The study by Imazio5 is very promising and in keeping with a number of well-conducted studies by the same group of researchers showing that colchicine prevents acute6, recurrent pericarditis7 and PPS4. The present study5 has limitations, in particular it is a post-hoc analysis on a small number of patients and needs confirmation on a larger, multicenter patient population. In addition, 43% of the POAF occurred before the onset of colchicine treatment. Since colchicine was started on postoperative day 3, it is unclear whether the drug would be equally effective in preventing POAF on day 1 or 2. To this end another study (such as starting colchicine before the operation) is needed to confirm efficacy as well as safety.
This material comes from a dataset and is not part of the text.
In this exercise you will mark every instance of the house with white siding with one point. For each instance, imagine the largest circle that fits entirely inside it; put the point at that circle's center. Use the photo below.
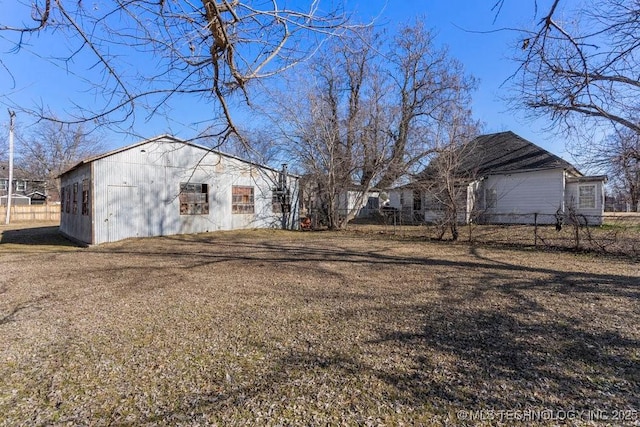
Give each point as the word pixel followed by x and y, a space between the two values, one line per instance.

The only independent predictor of POAF risk was an increased (>45 mm) left atrial anteroposterior diameter by echocardiography. This is an important point. In fact, more data would be needed to clarify who are the surgical patients at risk of POAF development, to target possible preventive strategies to those at high risk. Of note, also perioperative beta-blocker use had a protective effect, and statistically more potent than colchicine5.
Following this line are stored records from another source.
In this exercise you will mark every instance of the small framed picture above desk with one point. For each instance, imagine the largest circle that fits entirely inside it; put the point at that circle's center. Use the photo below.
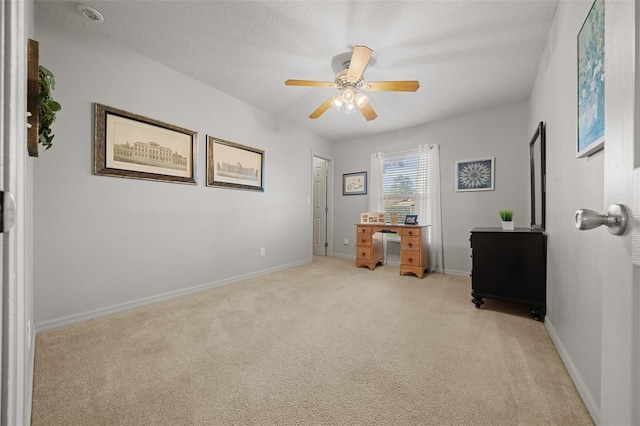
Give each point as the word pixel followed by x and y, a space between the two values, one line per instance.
pixel 411 219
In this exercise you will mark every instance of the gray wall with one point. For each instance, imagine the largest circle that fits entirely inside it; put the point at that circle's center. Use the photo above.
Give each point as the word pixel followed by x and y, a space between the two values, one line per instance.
pixel 105 243
pixel 503 133
pixel 574 275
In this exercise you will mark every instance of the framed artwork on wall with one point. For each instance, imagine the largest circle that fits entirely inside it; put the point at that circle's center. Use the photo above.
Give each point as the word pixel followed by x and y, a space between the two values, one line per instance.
pixel 475 175
pixel 354 183
pixel 132 146
pixel 411 219
pixel 591 77
pixel 234 166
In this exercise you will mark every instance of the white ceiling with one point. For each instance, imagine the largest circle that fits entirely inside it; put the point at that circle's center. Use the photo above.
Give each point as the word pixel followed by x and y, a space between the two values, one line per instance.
pixel 467 55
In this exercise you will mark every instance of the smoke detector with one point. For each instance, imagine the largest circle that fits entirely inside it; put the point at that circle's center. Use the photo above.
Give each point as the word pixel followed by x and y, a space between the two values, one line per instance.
pixel 90 13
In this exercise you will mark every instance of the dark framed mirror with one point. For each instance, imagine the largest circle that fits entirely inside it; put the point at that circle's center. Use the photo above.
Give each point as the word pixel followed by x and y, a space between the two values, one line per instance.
pixel 537 158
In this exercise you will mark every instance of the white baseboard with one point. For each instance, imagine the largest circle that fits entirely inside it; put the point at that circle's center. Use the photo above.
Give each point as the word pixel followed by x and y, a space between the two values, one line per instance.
pixel 109 310
pixel 454 272
pixel 344 256
pixel 583 390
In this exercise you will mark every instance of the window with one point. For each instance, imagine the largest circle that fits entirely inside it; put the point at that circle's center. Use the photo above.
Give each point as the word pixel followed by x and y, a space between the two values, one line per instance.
pixel 404 183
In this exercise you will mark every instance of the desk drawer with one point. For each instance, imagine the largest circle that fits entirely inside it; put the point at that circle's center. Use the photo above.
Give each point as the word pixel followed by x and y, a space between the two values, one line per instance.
pixel 364 240
pixel 364 230
pixel 365 253
pixel 410 243
pixel 411 232
pixel 410 258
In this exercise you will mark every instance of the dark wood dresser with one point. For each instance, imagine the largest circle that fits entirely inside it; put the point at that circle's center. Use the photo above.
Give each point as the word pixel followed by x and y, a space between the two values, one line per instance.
pixel 510 265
More experimental work is needed to understand the pathogenesis of POAF. So far surgery-related pericardial inflammation, autonomic disturbance, changes in plasma volume regulation and ionic disturbance are all plausible causes, as well as atrial trauma and ischemia or even subepicardial atrial myocarditis triggering atrial fibrillation8. The relative importance of these factors or their combination may differ in distinct patient subsets. Similarly, more research should better clarify the mechanisms of action of colchicine in pericardial inflammatory conditions. Colchicine blocks microtubule assembly and can actively disrupt microtubules, in addition it suppresses the release of a c hemotactic factor from neutrophil lysosomes, leading to reduction in neutrophil activation, in endothelial cell adhesion and migration to injured tissues. In addition, colchicine might have an effect on the microtubules of atrial myocytes, which modulate the phosphorylation of calcium channels, possibly affecting the response of atrial myocytes with an anti-sympathetic activity.